February 5, 2012 § 12 Comments

Continuing in the vein of the Hawley Town Commons in Western Massachusetts and the changing rural landscape of Saint-Sylvestre, Québec, I present now to you the ghost town of Phoenix, British Columbia.  Phoenix is located in the Kootenay Mountains of eastern BC, not far north of the American border.

Phoenix, BC, 1912

About a century ago, Phoenix was a thriving copper mining town. It boasted modern amenities such as electricity and phone lines, there was a ballroom and an opera house. it had a stop on the stage lines that ran through the Boundary Region of the Kootenays, there was a post office and around 1900, both the Canadian Pacific Railway and the Great Northern Railway arrived in Phoenix.  In short, the town had made it. It was thriving.  But as was often the case in the mining regions of the North American west, the boom years were short.  At the end of the First World War, the price of copper dropped dramatically and the Phoenix Mine was shut down.  And the town of Phoenix died.

 

Phoenix Cenotaph, 1937

Phoenix First World War Cenotaph, 1937

In the 1920s, the homes and buildings were torn down or buried and there was nothing left of Phoenix, except for its First World War cenotaph, which is still there today.  Otherwise, nature has reclaimed the old town site of Phoenix, despite the operation of an open-pit mine in the 1950s, 60s, and 70s.  When I visited Phoenix about 15 years ago, I was floored by the site.  I had seen other ghost towns in BC, most notably Barkerville, a tourist site.  But many other sites I had seen were maintained to at least some degree.  Phoenix was a smallish clearing in the dense forest, and the forest was rapidly moving back in, re-claiming its territory.  The grave yard was the most fascinating location on the old Phoenix townsite.  Most of the head stones were long gone.  Many of the graves no doubt never had a proper head stone in the first place, graves marked by wooden crosses, wooden heads, or whatever was handy.  One grave, otherwise unmarked, had a furniture cabinet as a marker.

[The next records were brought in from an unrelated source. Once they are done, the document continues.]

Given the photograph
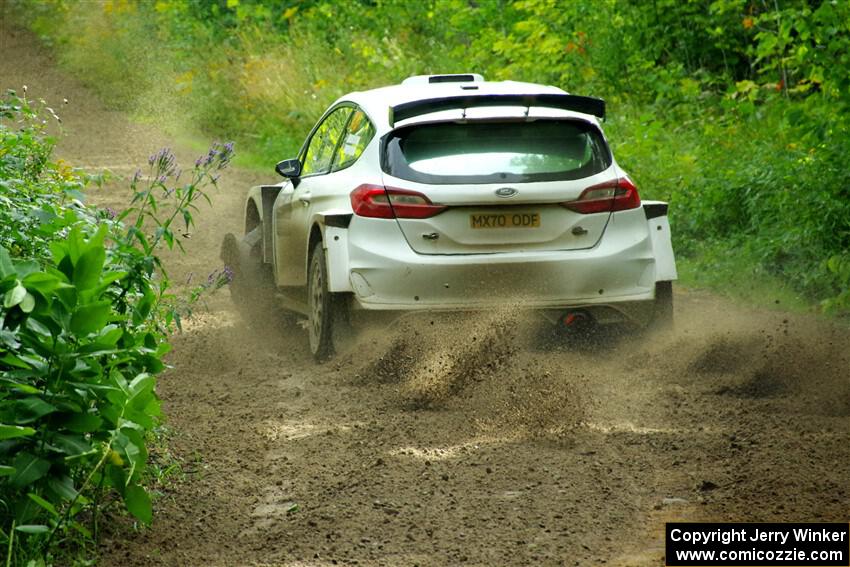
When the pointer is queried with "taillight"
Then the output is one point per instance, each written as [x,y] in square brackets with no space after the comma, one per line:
[388,202]
[616,195]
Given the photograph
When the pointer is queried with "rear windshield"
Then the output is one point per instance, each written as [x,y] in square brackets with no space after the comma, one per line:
[491,152]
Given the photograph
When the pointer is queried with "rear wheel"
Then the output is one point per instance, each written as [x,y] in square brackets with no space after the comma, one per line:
[324,307]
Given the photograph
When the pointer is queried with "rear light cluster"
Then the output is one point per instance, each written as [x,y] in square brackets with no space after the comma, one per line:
[381,202]
[615,195]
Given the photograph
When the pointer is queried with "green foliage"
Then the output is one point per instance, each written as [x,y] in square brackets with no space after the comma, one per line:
[735,110]
[84,318]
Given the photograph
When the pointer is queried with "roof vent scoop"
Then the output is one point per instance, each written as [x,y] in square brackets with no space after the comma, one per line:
[430,79]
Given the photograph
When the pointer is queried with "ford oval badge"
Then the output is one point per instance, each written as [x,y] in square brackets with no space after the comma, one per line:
[506,192]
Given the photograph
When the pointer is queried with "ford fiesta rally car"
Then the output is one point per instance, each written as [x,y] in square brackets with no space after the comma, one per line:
[452,193]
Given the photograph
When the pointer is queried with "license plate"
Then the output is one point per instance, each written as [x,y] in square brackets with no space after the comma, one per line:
[506,220]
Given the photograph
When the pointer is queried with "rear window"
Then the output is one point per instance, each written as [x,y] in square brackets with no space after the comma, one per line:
[491,152]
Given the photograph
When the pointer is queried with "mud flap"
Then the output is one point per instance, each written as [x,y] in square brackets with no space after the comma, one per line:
[336,251]
[662,246]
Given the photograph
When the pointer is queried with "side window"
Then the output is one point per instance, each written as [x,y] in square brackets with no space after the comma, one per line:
[358,134]
[320,152]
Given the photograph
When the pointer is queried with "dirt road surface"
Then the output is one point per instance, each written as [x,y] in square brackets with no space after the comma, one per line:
[471,442]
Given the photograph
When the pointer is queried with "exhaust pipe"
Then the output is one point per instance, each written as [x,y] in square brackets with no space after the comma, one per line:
[576,321]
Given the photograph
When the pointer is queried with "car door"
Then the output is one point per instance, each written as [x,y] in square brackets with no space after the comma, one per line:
[292,215]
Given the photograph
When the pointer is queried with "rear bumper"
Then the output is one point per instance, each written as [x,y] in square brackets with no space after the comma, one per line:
[619,272]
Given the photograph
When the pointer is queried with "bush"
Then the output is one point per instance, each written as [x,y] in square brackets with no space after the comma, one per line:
[84,319]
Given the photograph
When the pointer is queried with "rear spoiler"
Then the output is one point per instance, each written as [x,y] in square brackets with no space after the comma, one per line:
[574,103]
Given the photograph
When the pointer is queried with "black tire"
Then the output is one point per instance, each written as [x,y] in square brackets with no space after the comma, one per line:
[324,308]
[662,317]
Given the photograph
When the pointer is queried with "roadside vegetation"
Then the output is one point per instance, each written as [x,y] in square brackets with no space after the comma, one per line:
[85,313]
[734,110]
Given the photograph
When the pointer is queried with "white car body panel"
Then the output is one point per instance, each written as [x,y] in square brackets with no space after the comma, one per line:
[387,274]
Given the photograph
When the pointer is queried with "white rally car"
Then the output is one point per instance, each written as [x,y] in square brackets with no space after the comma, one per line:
[452,193]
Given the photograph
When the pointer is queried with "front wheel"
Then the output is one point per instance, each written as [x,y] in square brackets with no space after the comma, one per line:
[325,310]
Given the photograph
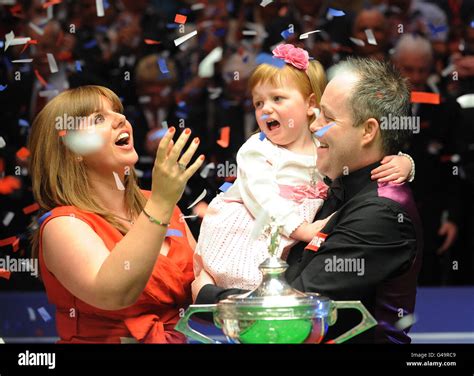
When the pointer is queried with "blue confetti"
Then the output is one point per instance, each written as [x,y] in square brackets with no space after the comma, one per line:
[264,58]
[43,217]
[224,187]
[23,123]
[158,134]
[44,314]
[335,12]
[91,44]
[286,33]
[162,65]
[174,232]
[324,129]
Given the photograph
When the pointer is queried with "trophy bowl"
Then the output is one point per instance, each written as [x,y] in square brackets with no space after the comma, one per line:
[275,313]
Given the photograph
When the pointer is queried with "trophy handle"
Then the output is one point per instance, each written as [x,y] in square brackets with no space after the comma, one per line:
[367,322]
[183,323]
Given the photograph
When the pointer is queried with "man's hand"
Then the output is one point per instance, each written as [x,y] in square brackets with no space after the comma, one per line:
[450,229]
[204,278]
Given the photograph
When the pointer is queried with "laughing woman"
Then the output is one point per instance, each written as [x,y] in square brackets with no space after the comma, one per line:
[105,258]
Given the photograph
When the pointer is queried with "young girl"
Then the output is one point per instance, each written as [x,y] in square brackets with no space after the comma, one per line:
[276,174]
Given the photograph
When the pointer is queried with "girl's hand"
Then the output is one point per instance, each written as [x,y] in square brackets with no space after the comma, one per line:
[170,171]
[395,169]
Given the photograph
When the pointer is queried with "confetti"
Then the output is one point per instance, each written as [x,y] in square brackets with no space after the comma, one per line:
[31,314]
[8,218]
[406,321]
[22,61]
[53,67]
[43,218]
[324,129]
[305,35]
[151,41]
[200,197]
[205,171]
[335,13]
[44,314]
[23,153]
[173,232]
[358,42]
[466,101]
[118,182]
[264,3]
[206,66]
[31,208]
[38,30]
[10,40]
[83,143]
[264,58]
[286,33]
[100,8]
[184,38]
[370,37]
[224,187]
[225,137]
[162,65]
[180,18]
[423,97]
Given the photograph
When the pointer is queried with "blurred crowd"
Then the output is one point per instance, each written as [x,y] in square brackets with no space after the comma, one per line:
[132,48]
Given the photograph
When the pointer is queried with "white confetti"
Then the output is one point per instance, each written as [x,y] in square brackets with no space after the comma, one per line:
[8,218]
[53,67]
[83,143]
[99,4]
[370,37]
[184,38]
[199,199]
[358,42]
[206,67]
[118,182]
[206,169]
[305,35]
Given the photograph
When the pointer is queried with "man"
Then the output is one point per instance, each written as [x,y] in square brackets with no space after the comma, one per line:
[376,226]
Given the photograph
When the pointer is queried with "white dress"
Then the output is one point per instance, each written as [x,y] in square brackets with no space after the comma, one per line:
[269,178]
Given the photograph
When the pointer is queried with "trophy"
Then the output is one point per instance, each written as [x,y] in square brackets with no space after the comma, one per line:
[275,312]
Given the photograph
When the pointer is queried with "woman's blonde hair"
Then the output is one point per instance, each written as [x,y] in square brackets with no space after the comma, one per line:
[58,179]
[313,81]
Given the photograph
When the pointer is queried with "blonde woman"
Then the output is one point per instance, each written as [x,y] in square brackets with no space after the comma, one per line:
[105,257]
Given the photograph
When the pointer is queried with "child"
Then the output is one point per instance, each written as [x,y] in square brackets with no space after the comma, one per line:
[276,174]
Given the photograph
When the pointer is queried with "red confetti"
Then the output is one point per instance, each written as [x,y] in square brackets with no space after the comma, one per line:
[23,153]
[151,41]
[5,274]
[422,97]
[179,18]
[40,78]
[31,208]
[225,137]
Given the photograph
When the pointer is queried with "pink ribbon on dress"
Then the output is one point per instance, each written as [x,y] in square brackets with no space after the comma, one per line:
[300,192]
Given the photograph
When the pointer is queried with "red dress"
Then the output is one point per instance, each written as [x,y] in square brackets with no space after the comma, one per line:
[152,318]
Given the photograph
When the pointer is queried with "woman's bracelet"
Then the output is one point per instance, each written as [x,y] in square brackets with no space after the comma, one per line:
[154,220]
[411,177]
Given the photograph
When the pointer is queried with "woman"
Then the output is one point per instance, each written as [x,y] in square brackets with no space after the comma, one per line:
[104,256]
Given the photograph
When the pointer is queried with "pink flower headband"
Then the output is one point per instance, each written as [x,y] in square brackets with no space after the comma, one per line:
[295,56]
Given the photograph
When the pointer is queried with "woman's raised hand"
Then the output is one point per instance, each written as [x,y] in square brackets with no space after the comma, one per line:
[172,170]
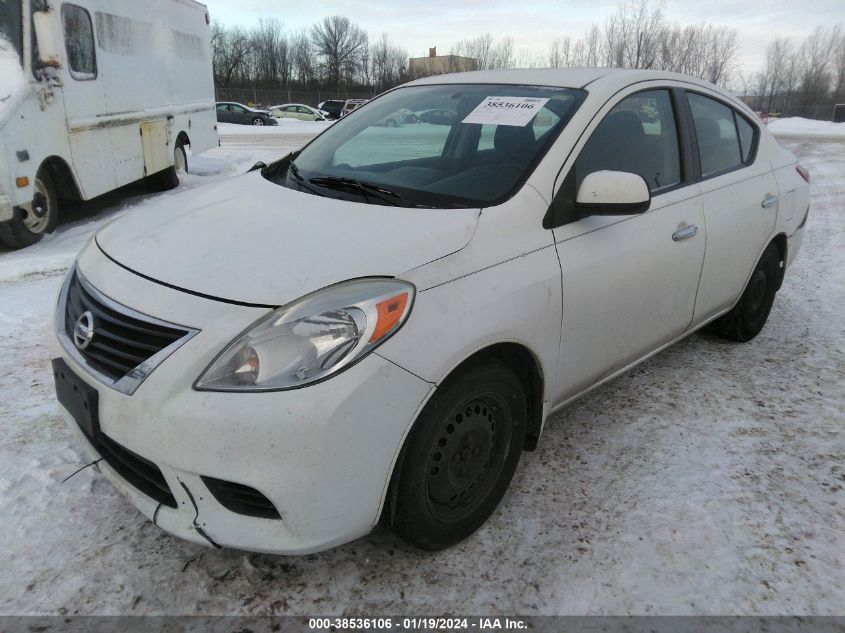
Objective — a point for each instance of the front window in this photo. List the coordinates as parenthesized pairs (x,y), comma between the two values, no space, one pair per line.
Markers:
(638,136)
(11,25)
(454,145)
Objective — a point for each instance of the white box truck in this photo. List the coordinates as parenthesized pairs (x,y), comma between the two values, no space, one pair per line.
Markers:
(95,94)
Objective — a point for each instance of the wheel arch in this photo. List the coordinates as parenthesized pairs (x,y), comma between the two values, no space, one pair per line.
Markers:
(782,243)
(527,368)
(63,178)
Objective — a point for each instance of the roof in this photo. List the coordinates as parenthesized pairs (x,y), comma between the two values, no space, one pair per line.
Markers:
(562,77)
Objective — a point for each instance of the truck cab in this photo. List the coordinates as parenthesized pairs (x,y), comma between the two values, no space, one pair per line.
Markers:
(93,96)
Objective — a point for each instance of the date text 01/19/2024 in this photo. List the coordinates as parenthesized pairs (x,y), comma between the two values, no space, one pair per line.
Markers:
(416,624)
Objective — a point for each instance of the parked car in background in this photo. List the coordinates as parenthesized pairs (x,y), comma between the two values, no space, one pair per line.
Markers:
(298,111)
(87,105)
(231,112)
(352,104)
(567,225)
(333,108)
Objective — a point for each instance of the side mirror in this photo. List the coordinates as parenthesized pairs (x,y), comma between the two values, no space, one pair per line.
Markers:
(613,193)
(48,47)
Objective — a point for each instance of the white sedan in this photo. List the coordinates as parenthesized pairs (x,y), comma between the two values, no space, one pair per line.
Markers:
(376,327)
(297,111)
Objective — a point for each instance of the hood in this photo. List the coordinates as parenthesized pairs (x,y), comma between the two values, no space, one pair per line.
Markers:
(252,241)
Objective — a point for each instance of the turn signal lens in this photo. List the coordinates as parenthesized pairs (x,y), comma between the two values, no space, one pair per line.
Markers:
(312,338)
(390,312)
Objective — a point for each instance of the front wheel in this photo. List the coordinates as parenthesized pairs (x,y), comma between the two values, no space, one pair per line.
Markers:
(180,160)
(459,458)
(749,315)
(28,226)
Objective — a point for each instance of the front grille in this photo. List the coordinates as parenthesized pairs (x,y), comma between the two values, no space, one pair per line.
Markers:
(121,342)
(241,499)
(139,472)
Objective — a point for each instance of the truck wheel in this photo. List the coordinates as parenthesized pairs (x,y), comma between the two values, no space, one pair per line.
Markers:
(459,458)
(164,180)
(749,315)
(28,227)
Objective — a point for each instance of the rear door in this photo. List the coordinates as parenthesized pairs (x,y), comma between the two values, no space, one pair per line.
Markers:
(740,197)
(629,281)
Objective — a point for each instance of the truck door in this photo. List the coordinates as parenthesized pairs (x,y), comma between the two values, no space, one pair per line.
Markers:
(90,141)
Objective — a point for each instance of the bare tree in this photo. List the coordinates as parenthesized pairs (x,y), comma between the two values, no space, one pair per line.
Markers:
(230,50)
(338,44)
(388,63)
(815,65)
(490,54)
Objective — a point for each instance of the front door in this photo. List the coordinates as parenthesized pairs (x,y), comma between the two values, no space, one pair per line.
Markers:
(629,282)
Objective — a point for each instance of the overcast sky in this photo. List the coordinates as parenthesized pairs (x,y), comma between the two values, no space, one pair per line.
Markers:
(418,24)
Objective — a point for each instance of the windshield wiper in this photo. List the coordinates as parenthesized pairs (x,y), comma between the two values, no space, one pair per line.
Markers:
(294,171)
(365,188)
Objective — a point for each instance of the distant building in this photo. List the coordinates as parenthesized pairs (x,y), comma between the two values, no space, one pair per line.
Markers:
(436,64)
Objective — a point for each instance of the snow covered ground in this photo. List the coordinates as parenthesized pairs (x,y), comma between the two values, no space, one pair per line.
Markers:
(711,479)
(806,128)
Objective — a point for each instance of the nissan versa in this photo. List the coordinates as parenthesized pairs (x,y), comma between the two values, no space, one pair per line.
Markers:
(375,328)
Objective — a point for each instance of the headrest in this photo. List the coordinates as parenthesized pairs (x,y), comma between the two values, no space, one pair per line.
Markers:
(514,139)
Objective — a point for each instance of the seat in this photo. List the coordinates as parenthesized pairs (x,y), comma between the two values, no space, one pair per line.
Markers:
(514,141)
(619,144)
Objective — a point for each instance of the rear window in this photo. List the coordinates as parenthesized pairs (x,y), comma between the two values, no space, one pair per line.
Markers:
(715,129)
(746,137)
(79,42)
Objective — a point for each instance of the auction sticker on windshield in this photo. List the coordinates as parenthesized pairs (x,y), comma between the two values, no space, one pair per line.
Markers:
(506,110)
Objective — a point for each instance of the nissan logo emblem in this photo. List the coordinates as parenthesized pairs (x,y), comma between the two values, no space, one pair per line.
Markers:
(83,330)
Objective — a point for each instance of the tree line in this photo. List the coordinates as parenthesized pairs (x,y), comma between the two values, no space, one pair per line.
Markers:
(809,73)
(335,54)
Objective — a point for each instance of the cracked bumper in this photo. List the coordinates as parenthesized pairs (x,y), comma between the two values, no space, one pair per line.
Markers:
(323,455)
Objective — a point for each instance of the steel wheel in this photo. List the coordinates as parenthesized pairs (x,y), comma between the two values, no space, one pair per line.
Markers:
(468,457)
(459,457)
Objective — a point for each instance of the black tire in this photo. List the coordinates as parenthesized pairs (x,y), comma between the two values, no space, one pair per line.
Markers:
(749,315)
(164,180)
(180,159)
(28,227)
(443,489)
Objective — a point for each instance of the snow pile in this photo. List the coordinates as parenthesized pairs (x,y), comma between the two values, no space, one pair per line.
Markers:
(285,126)
(11,73)
(798,126)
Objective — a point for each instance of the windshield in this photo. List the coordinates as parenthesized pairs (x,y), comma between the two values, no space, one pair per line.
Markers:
(11,24)
(453,145)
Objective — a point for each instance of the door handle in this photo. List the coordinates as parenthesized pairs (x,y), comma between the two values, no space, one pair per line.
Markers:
(769,201)
(684,233)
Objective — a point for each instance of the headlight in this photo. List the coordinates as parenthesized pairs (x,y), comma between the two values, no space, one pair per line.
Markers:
(313,338)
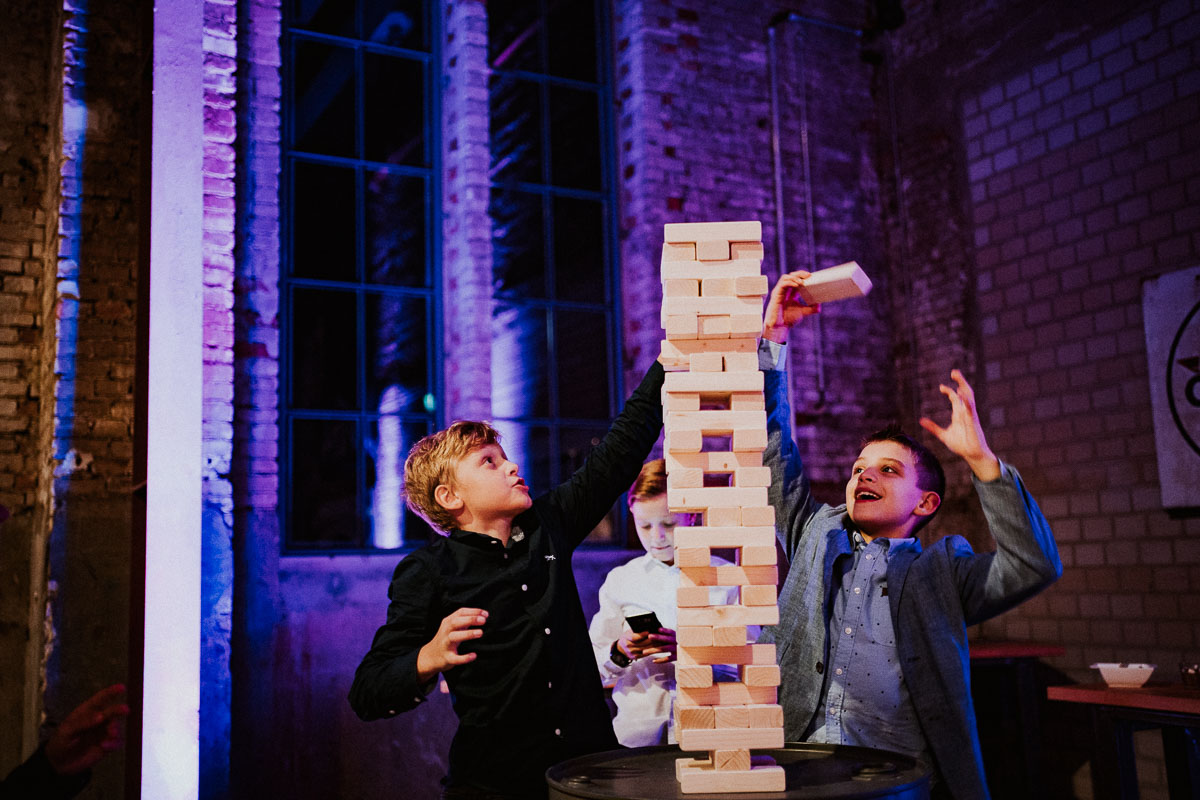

But otherwise, the grave yard had 80 year old pine trees reclaiming their territory, encouraged by the heavy fertiliser in the soil in the form of decomposing human bodies.  (Since my visit, residents of nearby towns have sought to restore the graveyard some, restoring the headstones that do exist).  What struck me the most about standing in the Phoenix cemetery, though, was not so much the dilapidated headstones, the cenotaph in the distance, or the trees.  It was the black bear about 500 metres away, happily munching away on some berries.  It was also the bear that convinced us to get back in the car, slowly and quietly, and get the hell out of there.